Vergleich der KI-Diagnosen mit denen von Ärzten
In einem zweiten Teil der Studie wurden die Diagnosen der KI mit denen von vier Ärzten verglichen. Während die Ärzte bei 89 Prozent der Diagnosen richtig lagen, erreichte das beste Large Language Model lediglich eine Trefferquote von 73 Prozent. Jedes Modell hatte Stärken und Schwächen in der Erkennung verschiedener Erkrankungen. Ein Modell erkannte Gallenblasenentzündungen nur in 13 Prozent der Fälle korrekt. Ein weiteres Problem war die mangelnde Robustheit der KI-Modelle: Die gestellte Diagnose hing davon ab, in welcher Reihenfolge die Informationen verarbeitet wurden.
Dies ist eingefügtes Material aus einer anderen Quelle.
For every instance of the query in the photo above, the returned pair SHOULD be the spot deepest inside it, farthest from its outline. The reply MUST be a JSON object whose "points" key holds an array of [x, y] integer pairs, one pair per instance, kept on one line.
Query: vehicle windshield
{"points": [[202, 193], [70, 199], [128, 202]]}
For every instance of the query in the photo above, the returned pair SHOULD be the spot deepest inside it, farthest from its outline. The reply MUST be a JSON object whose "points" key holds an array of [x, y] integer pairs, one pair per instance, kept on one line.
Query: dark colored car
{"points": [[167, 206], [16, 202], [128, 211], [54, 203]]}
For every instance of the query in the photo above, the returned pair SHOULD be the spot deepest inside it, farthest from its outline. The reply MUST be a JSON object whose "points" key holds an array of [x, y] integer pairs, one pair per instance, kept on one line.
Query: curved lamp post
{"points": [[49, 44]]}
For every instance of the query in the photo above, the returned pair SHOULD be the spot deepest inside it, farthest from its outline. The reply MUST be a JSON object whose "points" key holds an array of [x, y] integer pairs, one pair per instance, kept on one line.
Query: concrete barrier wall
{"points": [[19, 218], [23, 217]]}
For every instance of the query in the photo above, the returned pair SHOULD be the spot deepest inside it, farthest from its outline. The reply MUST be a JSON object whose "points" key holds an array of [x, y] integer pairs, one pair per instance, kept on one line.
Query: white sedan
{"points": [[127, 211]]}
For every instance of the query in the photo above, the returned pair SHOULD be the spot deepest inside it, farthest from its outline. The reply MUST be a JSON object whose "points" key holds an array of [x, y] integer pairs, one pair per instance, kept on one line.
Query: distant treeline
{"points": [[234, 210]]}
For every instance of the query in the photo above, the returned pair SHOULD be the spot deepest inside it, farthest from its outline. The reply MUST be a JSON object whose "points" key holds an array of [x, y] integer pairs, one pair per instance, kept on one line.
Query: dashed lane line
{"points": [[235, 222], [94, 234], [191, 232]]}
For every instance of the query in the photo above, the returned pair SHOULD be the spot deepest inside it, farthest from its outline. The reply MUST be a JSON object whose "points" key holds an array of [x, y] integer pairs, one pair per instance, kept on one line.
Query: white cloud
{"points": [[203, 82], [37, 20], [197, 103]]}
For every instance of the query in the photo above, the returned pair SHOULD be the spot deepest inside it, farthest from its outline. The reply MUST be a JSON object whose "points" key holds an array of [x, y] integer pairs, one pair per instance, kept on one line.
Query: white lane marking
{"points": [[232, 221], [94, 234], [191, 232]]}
Die TUM betont, dass kommerzielle Large Language Models wie ChatGPT von OpenAI und Modelle von Google explizit nicht getestet wurden. Datenschutzgründe des Anbieters der Krankenhausdaten verbieten die Verarbeitung dieser Daten mit kommerziellen Modellen. Experten raten zudem, im Gesundheitssektor ausschließlich Open-Source-Software zu verwenden, um die Sicherheit der Patienten zu gewährleisten.
Notwendigkeit von Transparenz und Kontrolle
Paul Hager, Informatiker und Mitautor der Studie, erklärt: „Nur mit Open-Source-Software haben Krankenhäuser die nötigen Informationen und die Kontrolle, um die Sicherheit der Patienten zu gewährleisten.“ Um Large Language Models korrekt zu bewerten, müsse bekannt sein, mit welchen Daten sie trainiert wurden. Es sei gefährlich, sich auf externe Dienstleister für wichtige medizinische Infrastrukturen zu verlassen, da diese im Extremfall ihre Dienste einstellen könnten, wenn sie nicht mehr rentabel sind.